Is it possible to debug a gcc-compiled program using lldb, or debug a clang-compiled program using gdb?
(Preface: I'm pretty new to C/C++ and I don't really know how debugging in native code actually works.)
Some sources say that gdb and lldb can debug any program compiled to machine code. Others say that to debug with gdb you must compile in gcc with the -g
flag. The documentation for gcc itself suggests this is optional, and that in fact if you use it, it can cause problems for debuggers other than gdb. Clang also has a -g
flag and the documentation basically just says "Generate debug information."
So are these debuggers restricted to their own toolchains (GNU and LLVM), or are they somehow independent of the compiler used?
Solution 1:
In theory you should be able to debug a GCC-built program with lldb and an LLVM-built program with gdb.
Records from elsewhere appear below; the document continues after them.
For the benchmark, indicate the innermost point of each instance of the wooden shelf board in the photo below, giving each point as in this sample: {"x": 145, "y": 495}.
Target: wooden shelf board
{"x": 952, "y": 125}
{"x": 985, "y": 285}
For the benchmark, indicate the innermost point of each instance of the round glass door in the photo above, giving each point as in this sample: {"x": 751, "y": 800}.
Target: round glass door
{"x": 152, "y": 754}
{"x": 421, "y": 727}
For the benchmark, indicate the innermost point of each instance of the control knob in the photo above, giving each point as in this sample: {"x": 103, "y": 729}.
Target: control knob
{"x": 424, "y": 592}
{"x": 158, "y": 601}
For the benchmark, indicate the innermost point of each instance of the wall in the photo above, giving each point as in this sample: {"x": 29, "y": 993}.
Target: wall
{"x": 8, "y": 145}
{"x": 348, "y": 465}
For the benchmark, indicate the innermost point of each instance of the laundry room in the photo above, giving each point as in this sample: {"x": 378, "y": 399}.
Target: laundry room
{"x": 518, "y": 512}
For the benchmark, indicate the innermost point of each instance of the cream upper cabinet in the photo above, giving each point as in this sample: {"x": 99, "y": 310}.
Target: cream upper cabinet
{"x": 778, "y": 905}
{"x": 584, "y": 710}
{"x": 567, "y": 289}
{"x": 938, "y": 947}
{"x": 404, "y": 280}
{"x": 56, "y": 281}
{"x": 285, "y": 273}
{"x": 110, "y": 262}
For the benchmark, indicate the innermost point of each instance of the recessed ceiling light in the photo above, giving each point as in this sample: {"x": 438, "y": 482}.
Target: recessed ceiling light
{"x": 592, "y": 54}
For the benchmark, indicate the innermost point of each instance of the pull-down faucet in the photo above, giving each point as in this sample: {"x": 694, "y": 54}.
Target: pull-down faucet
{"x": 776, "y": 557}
In both cases you should compile with -g
.
This is because both compilers generate object files in the same format (e.g., on Linux, both will generate ELF files with DWARF debug info) and both debuggers know how to parse that format.
In practice, both compilers push some data into the debug info that only their respective debugger knows how to consume. However:
- LLVM-generated data should not hinder gdb in any way.
- GCC-generated data should not hinder lldb, but if it does you can specifically ask gcc to not add non-standard data. For example, on Linux, using
-gdwarf-2
over-g
should only generate standard-compliant DWARF.
Notice that you can also debug programs without debug info (not compiled with -g
), but you'll be limited to low-level information in the debugger - assembly code, memory and registers - and will not be able to see high level constructs such as line numbers, function names, mapping between variable names and their content, etc.